No exploit payloads are reproduced here; the value for defenders is the boundary placement, not any specific injection string.
Why it matters
The paper reports results across three public agent-security benchmarks — AgentDojo, AgentLeak, and Agent Security Bench (ASB). In the authors’ common evaluation harness, SecureClaw reaches 0% attack success rate on ASB, 0.64% on AgentDojo, and a 3.23% overall leak on AgentLeak’s attacked parity lane, while still retaining usable task performance. These are the authors’ own numbers on their own setup, so read them as a promising single-paper result rather than an independently reproduced guarantee — but the direction is the interesting part.
The reason this framing is useful maps directly onto the threat data. Simon Willison’s “lethal trifecta” (private data + untrusted content + outbound communication) and Meta’s “Agents Rule of Two” both say the same thing: an agent that can read secrets and act externally and be steered by untrusted text is exploitable by a single injected prompt. SecureClaw attacks two legs of that trifecta structurally — the secret never reaches the planner in usable form, and the external action never fires without a trusted commit. That is why guarding only one boundary, as many output-filter or planner-hardening defenses do, leaves the other surface open.
Defenses
If you build or operate tool-using agents, the actionable takeaways do not require adopting this specific paper:
- Separate “read a secret” from “use a secret.” Hand the agent an opaque handle or a bounded summary, not raw plaintext. The model should be able to reference a credential or record without ever having it in context, so an injection cannot exfiltrate what was never readable.
- Gate every state-changing action behind a trusted executor. Adopt a preview-then-commit flow where a non-LLM component commits only the exact, policy-approved request. Never let the planner’s free-form output be the thing that fires the side effect.
- Defend both boundaries, not one. An output filter alone does not stop in-runtime relay leakage; planner hardening alone does not stop unauthorized writes.
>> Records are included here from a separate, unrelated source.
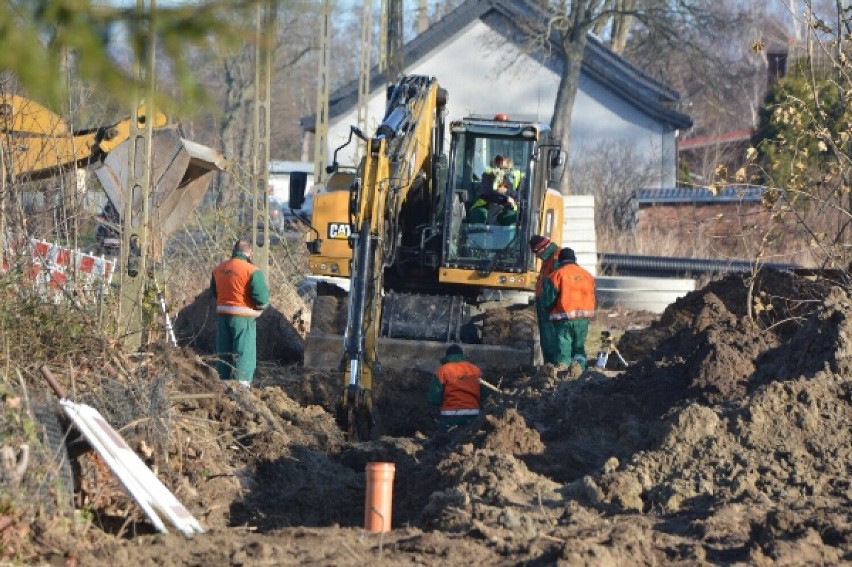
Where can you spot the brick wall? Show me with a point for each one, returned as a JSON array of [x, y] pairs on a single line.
[[714, 229]]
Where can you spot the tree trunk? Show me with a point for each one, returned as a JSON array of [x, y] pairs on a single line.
[[572, 49]]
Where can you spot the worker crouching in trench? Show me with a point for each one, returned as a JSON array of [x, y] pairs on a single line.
[[456, 387]]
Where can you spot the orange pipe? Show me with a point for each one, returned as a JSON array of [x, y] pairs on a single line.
[[378, 500]]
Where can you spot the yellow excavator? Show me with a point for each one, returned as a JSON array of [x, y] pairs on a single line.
[[416, 269], [38, 144]]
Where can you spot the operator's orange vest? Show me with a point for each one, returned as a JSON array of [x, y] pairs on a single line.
[[576, 297], [461, 385], [547, 267], [233, 296]]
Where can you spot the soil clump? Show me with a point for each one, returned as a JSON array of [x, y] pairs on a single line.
[[727, 440]]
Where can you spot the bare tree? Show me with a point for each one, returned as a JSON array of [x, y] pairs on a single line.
[[563, 27]]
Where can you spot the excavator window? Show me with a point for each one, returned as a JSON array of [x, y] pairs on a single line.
[[489, 230]]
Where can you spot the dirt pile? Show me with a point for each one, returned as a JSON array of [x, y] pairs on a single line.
[[728, 439]]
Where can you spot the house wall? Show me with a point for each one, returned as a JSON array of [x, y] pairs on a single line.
[[485, 75]]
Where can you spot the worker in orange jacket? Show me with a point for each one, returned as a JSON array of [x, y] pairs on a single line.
[[241, 295], [457, 389], [569, 297], [548, 253]]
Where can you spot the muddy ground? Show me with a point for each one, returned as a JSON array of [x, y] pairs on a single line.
[[728, 440]]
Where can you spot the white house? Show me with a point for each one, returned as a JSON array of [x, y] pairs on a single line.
[[477, 54], [287, 178]]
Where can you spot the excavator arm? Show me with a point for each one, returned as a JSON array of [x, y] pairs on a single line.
[[400, 154], [38, 144]]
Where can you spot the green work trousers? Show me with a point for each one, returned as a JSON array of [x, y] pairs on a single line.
[[571, 341], [236, 344], [546, 334]]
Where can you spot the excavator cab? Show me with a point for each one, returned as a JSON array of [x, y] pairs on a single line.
[[489, 204]]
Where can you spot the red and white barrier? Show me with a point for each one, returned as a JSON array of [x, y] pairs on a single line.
[[50, 266]]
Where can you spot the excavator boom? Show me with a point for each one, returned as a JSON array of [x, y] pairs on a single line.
[[420, 268], [38, 144]]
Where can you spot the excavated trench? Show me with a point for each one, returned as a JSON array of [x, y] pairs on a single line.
[[727, 439]]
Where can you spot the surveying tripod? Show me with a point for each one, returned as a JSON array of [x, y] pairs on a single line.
[[608, 347]]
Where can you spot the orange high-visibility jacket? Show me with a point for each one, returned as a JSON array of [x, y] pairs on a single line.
[[233, 288], [575, 298], [547, 268], [461, 385]]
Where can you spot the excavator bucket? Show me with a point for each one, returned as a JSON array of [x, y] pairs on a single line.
[[181, 172], [417, 329]]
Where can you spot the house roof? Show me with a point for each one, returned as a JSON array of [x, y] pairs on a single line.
[[693, 195], [599, 63]]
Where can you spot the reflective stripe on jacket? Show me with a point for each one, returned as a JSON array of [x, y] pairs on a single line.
[[460, 380], [571, 290], [235, 290], [548, 265]]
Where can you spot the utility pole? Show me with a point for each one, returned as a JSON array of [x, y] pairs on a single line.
[[263, 48], [364, 75], [321, 124], [422, 16], [383, 38], [394, 37]]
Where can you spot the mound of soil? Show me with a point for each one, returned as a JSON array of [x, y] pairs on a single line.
[[729, 440]]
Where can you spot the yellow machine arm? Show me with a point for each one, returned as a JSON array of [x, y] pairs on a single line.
[[398, 157], [38, 143]]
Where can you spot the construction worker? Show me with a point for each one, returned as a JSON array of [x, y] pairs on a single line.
[[548, 253], [457, 389], [497, 206], [493, 176], [569, 296], [241, 295], [513, 174]]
Map your agent against both failure modes and confirm each has a control.
- Apply the Rule of Two as a budget. Where an agent would combine private-data access, untrusted input, and external communication without a human in the loop, treat that as the case requiring the strongest structural containment — or human approval.
- Validate with adversarial benchmarks. Test candidate defenses against suites like AgentDojo and ASB and watch both attack-success and leakage metrics, not just task utility, before trusting a configuration in production.
Status
| Item | Reference | Date | Notes |
|---|---|---|---|
| SecureClaw paper | arXiv:2606.09549 | 2026-06-08 | Dual-boundary architecture; v1 |
| Reported results | arXiv:2606.09549 | 2026-06-08 | 0% ASR (ASB), 0.64% ASR (AgentDojo), 3.23% leak (AgentLeak) — authors’ harness |
| Design Patterns for Securing LLM Agents | arXiv:2506.08837 | 2025-06-10 | Related “constrain the agent” defensive framing |
| OWASP State of Agentic AI Security 2026 | Help Net Security | 2026-06-11 | Prompt injection maps to 6 of 10 agentic categories |
The honest framing is not “prompt injection is solved.” It is that the most credible defenses are moving from “make the model refuse bad instructions” to “make sure a compromised model cannot read what it shouldn’t or do what it shouldn’t.” SecureClaw is a fresh, concrete example of that shift — worth reading if you own an agent that touches both secrets and the outside world.